- Official name: Chhandi Khola Hydropower Project
- Country: Nepal
- Location: Lamjung District
- Coordinates: 28°15′12″N 84°29′20″E﻿ / ﻿28.25333°N 84.48889°E
- Purpose: Power
- Status: Operational
- Owner: Chhyandi Hydropower Co. P. Ltd

Dam and spillways
- Type of dam: Gravity
- Impounds: Chhandi River

Power Station
- Commission date: 2072-12-13 BS
- Type: Run-of-the-river
- Installed capacity: 2 MW

= Chhandi Khola Hydropower Station =

Dam in Gandaki Province, Nepal

Chhandi Khola Hydropower Station (छ्याङ्दी खोला जलविद्युत आयोजना) is a run-of-river hydro-electric plant located in Lamjung District of Nepal. The flow from Chhandi River is used to generate 2 MW electricity. The plant has design flow of 0.67 m3/s and design head of 710 m, making it one of the projects with the largest head.

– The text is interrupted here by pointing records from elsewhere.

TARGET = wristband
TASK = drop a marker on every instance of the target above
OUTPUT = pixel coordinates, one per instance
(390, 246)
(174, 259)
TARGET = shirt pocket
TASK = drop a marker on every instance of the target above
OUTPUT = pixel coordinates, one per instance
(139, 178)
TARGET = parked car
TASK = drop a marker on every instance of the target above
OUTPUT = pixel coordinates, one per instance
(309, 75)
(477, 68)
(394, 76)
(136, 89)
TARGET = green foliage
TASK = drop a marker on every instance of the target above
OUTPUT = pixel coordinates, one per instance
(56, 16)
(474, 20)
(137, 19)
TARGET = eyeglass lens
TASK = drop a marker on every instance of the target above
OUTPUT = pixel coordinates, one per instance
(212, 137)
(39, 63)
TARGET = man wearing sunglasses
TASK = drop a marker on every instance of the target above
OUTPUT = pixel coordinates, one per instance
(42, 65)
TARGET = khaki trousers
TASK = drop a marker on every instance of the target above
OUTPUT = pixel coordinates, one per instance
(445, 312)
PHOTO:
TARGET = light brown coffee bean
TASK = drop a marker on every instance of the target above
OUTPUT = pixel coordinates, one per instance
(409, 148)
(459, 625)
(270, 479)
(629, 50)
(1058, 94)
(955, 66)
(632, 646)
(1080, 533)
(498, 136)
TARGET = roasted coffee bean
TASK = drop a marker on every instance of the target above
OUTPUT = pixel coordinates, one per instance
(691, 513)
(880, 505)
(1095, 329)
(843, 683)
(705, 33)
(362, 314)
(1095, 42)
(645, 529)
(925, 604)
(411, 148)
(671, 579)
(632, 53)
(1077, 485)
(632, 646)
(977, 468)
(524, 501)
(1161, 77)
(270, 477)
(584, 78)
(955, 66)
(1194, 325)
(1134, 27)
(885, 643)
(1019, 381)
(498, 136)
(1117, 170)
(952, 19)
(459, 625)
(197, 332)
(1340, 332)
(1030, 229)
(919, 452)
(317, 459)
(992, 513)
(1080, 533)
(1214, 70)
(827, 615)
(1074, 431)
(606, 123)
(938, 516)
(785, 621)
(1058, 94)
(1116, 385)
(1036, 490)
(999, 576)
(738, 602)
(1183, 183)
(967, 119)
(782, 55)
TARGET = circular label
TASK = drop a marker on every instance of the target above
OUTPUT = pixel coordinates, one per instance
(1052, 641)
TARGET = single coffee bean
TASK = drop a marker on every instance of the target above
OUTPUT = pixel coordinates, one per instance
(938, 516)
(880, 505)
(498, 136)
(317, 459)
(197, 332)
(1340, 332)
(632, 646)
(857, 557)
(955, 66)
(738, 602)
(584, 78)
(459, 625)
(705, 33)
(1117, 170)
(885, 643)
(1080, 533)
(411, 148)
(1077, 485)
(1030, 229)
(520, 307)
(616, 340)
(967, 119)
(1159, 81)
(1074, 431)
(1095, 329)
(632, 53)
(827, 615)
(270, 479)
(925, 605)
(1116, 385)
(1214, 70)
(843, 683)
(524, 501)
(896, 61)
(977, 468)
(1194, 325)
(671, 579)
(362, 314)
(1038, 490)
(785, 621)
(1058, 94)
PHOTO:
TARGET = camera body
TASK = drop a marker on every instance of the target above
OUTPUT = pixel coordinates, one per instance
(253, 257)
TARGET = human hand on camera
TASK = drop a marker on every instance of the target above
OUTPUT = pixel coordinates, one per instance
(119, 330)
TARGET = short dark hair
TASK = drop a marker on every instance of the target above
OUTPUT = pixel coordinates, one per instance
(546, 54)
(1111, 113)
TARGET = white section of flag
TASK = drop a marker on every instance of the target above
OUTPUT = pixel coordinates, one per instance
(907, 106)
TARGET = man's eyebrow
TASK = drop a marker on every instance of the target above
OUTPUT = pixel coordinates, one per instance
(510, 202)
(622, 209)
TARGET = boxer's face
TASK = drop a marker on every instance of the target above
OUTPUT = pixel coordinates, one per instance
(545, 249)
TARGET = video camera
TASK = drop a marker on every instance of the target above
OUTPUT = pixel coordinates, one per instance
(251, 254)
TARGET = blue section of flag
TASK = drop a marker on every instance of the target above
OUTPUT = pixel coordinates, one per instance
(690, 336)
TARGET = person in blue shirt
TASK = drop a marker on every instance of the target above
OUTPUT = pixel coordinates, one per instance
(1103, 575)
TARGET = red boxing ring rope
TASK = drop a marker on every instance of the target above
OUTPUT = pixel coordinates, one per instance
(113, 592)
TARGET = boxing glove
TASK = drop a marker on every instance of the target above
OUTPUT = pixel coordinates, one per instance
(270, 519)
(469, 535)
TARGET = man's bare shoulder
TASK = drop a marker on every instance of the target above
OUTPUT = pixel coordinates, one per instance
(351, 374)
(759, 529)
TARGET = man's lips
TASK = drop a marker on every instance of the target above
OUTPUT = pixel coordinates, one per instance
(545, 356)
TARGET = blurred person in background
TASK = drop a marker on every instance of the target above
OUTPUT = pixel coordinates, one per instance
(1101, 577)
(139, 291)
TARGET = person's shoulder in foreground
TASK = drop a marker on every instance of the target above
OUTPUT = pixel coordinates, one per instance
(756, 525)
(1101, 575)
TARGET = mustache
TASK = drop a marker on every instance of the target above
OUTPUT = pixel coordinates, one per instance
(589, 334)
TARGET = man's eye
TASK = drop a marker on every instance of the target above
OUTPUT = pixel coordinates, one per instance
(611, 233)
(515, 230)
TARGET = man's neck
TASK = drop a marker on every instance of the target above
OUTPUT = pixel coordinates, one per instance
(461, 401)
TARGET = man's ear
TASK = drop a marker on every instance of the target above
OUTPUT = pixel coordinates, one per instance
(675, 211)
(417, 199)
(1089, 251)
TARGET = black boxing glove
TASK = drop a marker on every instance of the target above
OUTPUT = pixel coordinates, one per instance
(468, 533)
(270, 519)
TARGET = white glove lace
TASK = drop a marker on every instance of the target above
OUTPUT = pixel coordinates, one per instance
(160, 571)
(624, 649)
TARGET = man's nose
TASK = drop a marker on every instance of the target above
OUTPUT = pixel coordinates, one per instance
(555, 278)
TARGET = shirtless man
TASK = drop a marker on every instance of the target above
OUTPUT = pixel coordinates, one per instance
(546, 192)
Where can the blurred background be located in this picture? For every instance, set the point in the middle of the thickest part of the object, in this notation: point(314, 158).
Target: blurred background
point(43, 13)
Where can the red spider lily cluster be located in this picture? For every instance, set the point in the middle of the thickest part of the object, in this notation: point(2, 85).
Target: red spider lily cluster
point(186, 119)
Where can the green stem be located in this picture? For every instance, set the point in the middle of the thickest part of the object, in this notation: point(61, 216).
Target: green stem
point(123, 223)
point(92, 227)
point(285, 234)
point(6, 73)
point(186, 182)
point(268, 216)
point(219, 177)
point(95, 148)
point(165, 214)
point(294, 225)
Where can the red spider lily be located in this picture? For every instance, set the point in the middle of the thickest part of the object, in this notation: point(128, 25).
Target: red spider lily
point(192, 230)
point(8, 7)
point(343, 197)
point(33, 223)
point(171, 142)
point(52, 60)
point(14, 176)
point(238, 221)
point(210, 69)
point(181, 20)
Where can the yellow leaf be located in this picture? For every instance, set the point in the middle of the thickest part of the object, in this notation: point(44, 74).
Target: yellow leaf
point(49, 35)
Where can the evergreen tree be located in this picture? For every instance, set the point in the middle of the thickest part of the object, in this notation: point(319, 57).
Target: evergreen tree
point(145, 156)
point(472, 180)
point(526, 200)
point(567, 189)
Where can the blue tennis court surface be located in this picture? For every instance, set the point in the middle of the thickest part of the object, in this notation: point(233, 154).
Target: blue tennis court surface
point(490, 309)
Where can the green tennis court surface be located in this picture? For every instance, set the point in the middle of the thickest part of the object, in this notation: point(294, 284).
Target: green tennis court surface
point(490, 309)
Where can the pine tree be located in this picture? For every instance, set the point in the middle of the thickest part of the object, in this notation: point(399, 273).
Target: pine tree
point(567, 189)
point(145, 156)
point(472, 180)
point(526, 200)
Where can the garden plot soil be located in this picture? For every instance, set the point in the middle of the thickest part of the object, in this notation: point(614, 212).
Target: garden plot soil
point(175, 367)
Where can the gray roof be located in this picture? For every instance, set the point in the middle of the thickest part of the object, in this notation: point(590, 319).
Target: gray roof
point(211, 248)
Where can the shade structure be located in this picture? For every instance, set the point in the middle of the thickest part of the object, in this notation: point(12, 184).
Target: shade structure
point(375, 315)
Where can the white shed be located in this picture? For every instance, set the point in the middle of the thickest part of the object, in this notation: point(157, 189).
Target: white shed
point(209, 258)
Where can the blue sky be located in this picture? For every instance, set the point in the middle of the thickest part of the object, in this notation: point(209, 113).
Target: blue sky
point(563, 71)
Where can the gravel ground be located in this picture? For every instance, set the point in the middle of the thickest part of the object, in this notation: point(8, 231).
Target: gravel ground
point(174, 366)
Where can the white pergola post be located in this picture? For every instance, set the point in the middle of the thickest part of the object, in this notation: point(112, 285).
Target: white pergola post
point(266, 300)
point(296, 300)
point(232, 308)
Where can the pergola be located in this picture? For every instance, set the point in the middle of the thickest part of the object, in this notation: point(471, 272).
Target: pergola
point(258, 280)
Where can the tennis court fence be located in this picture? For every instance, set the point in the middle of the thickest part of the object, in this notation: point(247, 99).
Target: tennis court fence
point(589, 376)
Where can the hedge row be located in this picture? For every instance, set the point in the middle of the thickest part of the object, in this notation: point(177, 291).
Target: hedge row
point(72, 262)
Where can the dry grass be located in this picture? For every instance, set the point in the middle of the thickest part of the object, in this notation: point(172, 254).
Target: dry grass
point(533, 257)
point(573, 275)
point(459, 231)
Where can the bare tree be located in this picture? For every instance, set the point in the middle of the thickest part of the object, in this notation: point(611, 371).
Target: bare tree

The plant is owned and developed by Chhyandi Hydropower Co. P. Ltd, an IPP of Nepal. The parent company is also involved in the development of other hydropower projects in the vicinity. The plant started generating electricity from 2072-12-13BS. The generation licence will expire in 2105-05-23 BS, after which the plant will be handed over to the government. The power station is connected to the national grid and the electricity is sold to Nepal Electricity Authority.